The second category we identified was a set of responses on monthly reports. This category included the responses to the layout and looks of reports (“It was difficult to see the difference of colours used in the diagram”), suggestions for the report design (“Why don’t you show this diagram in this way?”), and the recipient of the reports (“I look forward to receiving the next report”). As in the previous category, one can see that these responses could also be viewed from either positive or negative perspectives. This and the previous category had a distinct difference from the rest of the responses to form a group, but the size of the responses was relatively limited.

Interpretation of lifelog data

The third category includes a range of responses regarding participants’ interpretations of lifelog data presented in the monthly reports. From the affective state perspective, many responses in this category were neutral. Examples of neutral responses include the description of behavioural patterns (“This was the month where I used a car a lot”), explaining the aim of a behaviour (“I went there because of my work”), explaining the reasons for their behavioural patterns (“I refrained from doing this due to my condition”). Meanwhile, negative responses often concerned a difficulty in understanding or finding a pattern in lifelog data (“I don’t understand this diagram”), or the poor precision of captured data (“I was disappointed by the fact that there were missing data in my report”, “Datapoint was too small to tell anything”). On the other hand, positive responses occurred when participants found patterns in the data (“I can see my behavioural patterns well from the report”, “The locations where I visited were recorded with an incredible level of accuracy”). In the second and third months, the diagrams of the previous month were presented to encourage participants to interpret the current month’s data based on the difference from or similarity to the last month’s data. Some participants even compared the data in the monthly reports with their own recording of daily activities.

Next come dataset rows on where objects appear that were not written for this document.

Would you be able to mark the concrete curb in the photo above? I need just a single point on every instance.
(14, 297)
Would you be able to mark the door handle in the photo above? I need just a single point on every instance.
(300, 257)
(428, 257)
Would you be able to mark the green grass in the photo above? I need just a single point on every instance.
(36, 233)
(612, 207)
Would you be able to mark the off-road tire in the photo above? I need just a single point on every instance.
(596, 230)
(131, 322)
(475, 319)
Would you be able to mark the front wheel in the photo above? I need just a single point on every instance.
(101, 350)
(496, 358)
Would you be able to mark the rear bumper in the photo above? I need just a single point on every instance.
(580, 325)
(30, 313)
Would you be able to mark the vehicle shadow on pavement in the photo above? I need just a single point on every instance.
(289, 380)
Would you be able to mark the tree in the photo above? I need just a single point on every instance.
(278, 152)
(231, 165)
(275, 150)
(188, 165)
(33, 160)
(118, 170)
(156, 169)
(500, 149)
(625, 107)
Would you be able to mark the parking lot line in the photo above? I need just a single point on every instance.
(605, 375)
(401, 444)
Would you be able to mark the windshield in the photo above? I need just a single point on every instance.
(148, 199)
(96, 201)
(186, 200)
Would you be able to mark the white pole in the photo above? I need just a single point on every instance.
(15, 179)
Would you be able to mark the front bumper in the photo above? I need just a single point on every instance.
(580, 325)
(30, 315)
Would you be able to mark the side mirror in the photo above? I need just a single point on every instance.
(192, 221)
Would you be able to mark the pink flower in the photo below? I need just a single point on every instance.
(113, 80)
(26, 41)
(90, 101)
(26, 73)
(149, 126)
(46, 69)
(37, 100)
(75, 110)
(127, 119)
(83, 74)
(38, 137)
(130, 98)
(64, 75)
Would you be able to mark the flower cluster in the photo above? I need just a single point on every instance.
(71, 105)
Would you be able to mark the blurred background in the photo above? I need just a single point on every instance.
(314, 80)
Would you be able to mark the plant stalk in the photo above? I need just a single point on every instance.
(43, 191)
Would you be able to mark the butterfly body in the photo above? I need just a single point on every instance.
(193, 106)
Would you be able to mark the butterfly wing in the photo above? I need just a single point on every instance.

Thoughts and actions upon findings

The last category included participants’ thoughts on the findings from the lifelog data. The most basic responses in this category were reflections on their behaviour (“I didn’t do much walking last month”, “I wish I could do without a car, but I can’t”). At times, the lifelog data prompted action from participants (“I revisited my diary since the number of this diagram was very high”). They also expressed differences in their expectations (“I thought I would find this colour more frequently on the map”). Some participants compared their patterns to previous reports (“The number increased because I avoided using cars”, “The accuracy of data capture was better in the previous report”). Finally, this category included responses about their resolutions and wishes for future behavioural changes (“I would like to walk more”).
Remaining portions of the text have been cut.